Phase70: BF16 F32 Output Broader Serving

  • Date: 2026-07-01.
  • Plan: docs/superpowers/plans/2026-07-01-bf16-f32-output-broader-serving-phase70.md.
  • Artifact: /home/mudler/bench/phase70_bf16_broader_serving/20260701_151500.
  • Source: 14fd69f1e feat(cuda): gate BF16 cuBLAS F32 output.
  • Shape: MoE serving, NPL=8 32 128, prompt 128, generation 64, PARALLEL=128, CTX=131072.

Gates:

gate MoE md5 dense md5 MUL_MAT MUL_MAT_ID
pre default 8cb0ce23777bf55f92f63d0292c756b0 5951a5b4d624ce891e22ab5fca9bc439 1146/1146 806/806
pre opt-in 8cb0ce23777bf55f92f63d0292c756b0 5951a5b4d624ce891e22ab5fca9bc439 1146/1146 not run
post default 8cb0ce23777bf55f92f63d0292c756b0 5951a5b4d624ce891e22ab5fca9bc439 1146/1146 806/806
post opt-in 8cb0ce23777bf55f92f63d0292c756b0 5951a5b4d624ce891e22ab5fca9bc439 1146/1146 not run

Result:

  • Default-on rejected.
  • Opt-in remains correctness-clean, but broad serving is mixed-to-negative.

Phase69: Patch Series Mirror Readiness

  • Date: 2026-07-01.
  • Plan: docs/superpowers/plans/2026-07-01-patch-series-mirror-readiness-phase69.md.
  • Artifact: local dry-run only.
  • Result: current 0001..0063 series matched Phase37 tree dedb1182910eafe9f6875588dc8285bfb544cce5; projected 0064..0073 matched fork HEAD tree fcf5720b659c5e1e2b487ccf3c8f7289bb12b9c4.
  • Decision: patch regeneration is technically ready but blocked on explicit push approval by policy.

Phase68: BF16 F32 Output Dense Serving

  • Date: 2026-07-01.
  • Plan: docs/superpowers/plans/2026-07-01-bf16-f32-output-dense-serving-phase68.md.
  • Artifact: /home/mudler/bench/phase68_bf16_dense_serving/20260701_145710.
  • Serving artifact: /home/mudler/bench/phase68_bf16_dense_serving/20260701_145710/serving_ab_20260701_150249.

Dense prefill:

npp default S_PP opt-in S_PP change
512 973.13 975.52 +0.25%
2048 1019.88 1021.39 +0.15%

MoE serving N=128, prompt 128, generation 128:

metric default opt-in change
agg_tps 409.8 415.0 +1.27%
decode_agg_tps 615.3 627.2 +1.93%
prefill_tps 1630.2 1648.0 +1.09%
ttft_mean_ms 8574.7 8085.9 -5.70%
wall_s 39.978 39.480 -1.25%

Decision:

  • Carry as default-off opt-in candidate pending broader serving evidence.

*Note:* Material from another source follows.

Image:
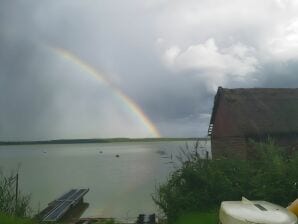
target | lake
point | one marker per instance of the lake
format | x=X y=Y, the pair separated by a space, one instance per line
x=119 y=186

Phase67: BF16 cuBLAS F32 Output

  • Date: 2026-07-01.
  • Plan: docs/superpowers/plans/2026-07-01-bf16-cublas-f32-output-phase67.md.
  • Artifact: /home/mudler/bench/phase67_bf16_f32_out/20260701_144909.
  • Fork commit: ea0875d14 feat(cuda): gate BF16 cuBLAS F32 output.
  • DGX mirror commit: 14fd69f1e.
  • Env gate: LLAMA_BF16_CUBLAS_F32_OUT=1.

Gates:

mode MoE md5 dense md5 MUL_MAT
default 8cb0ce23777bf55f92f63d0292c756b0 5951a5b4d624ce891e22ab5fca9bc439 1146/1146
opt-in 8cb0ce23777bf55f92f63d0292c756b0 5951a5b4d624ce891e22ab5fca9bc439 1146/1146

MoE prefill:

npp default S_PP opt-in S_PP change
512 2347.41 2402.34 +2.34%
2048 2440.18 2456.54 +0.67%

Decision:

  • Keep default-off pending dense and serving A/B.